If the preliminary states of spiritual growth differed from one another, the changes among them may explain a striking feature of the Corpus, the apparently great divergences in doctrine between its component treatises and even within an individual logos. Scholars have taken pains to analyze and schematize parts of the Corpus as monist or dualist, optimist or pessimist, but Fowden proposes to see such variations as sequential rather than contradictory. Thus, a positive view of the cosmos as good and worth understanding would suit an earlier stage of the initiate's labors and, hence, a treatise focusing on a time when the body's needs were still great, while a negative treatment of the world as evil and unworthy of thought might befit a farther station in the spirit's journey and a different treatise on topics closer to the culmination of gnosis, which entailed liberation from the body. In any event, the texts themselves show that the Hermetic authors felt no obligation to respect the boundaries drawn around their writings by modern critics. NHC VI.6, for example, seeks nothing less than "the great divine vision," but it also contains two ritual passages that would not be out of place in the Magical Papyri (one of which includes the same prayer that concludes the Asclepius). In the second such passage, the initiate says,

I give thanks by singing a hymn to you. For I have received life from you, when you made me wise. I praise you. I call your name that is hidden within me: a ö ee ö ëë öö ii öööö oooo ööö uuuuu öööööööööööö. You are the one who exists with the spirit. I sing a hymn to you reverently.

Hermes, the mystagogue, then directs his "son to write this book for the temple at Diospolis in hieroglyphic characters, entitling it 'The Eighth Reveals the Ninth.'"[133] This exchange between Trismegistus and his disciple confirms what Iamblichus said about Egyptian theology, that

they certainly do not just speculate about these things. They recommend rising up through priestly theurgy toward the higher and more universal levels above fate, to the god and craftsman, and without material attachment or any other help at all except observing the proper time.
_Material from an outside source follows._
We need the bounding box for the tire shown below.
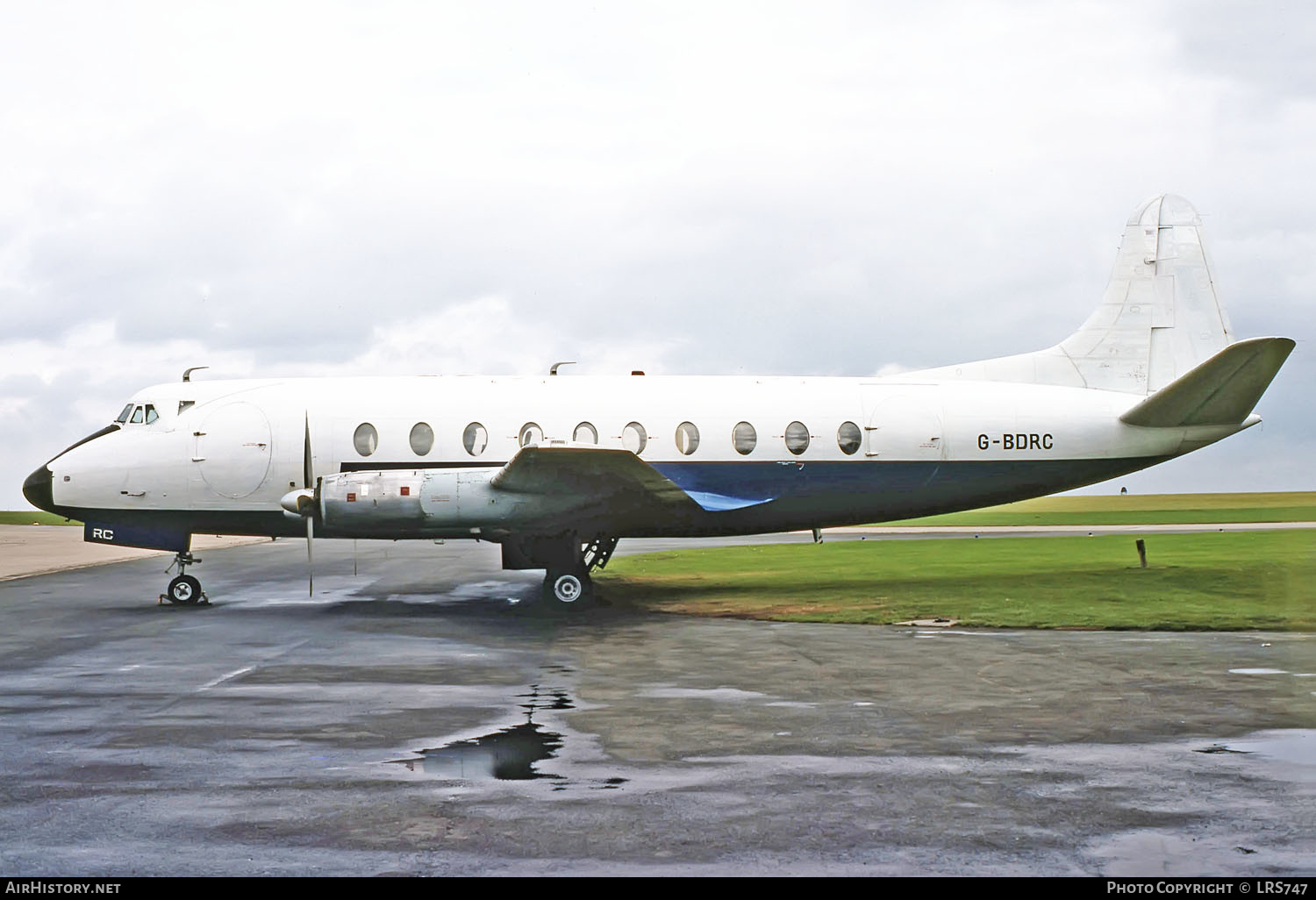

Hermes also gave instruction in this way, which Bitus the prophet translated for King Ammon after finding it carved in hieroglyphic letters in shrines of Sais in Egypt.

Although Iamblichus seems to exclude any "material attachment" from Hermetic theurgy, the same cannot be said of the Asclepius, which in its "art of making gods" permitted "a comformable power arising from the nature of matter" and even mentioned "a mixture of plants, stones and spices, in describing the nature of the gods called down to animate their statues. PGM IV.475-829, formerly known as the "Mithras Liturgy," begins by calling for "the juices of herbs and spices," and it addresses the elementary powers of spirit, fire, water and earth with mystical noises like those that appear on almost every page of the Magical papyri: "EY EIA EE, water of water, the first of the water in me, OOO AAA EEE, earthy material, the first of the earthy material in me, YE YOE, my complete body." The same invocation seeks deliverance beyond the bodily elements "to immortal birth and...to my underlying nature, so that...I may gaze upon the immortal." Just as Iamblichus said, this famous document exhorts the initiate to rise up through theurgy to a divine rebirth; its devices are concrete and technical, but it sets those procedures in a matrix of theory explored more thoroughly in the Corpus Hermeticum and the Asclepius.[134]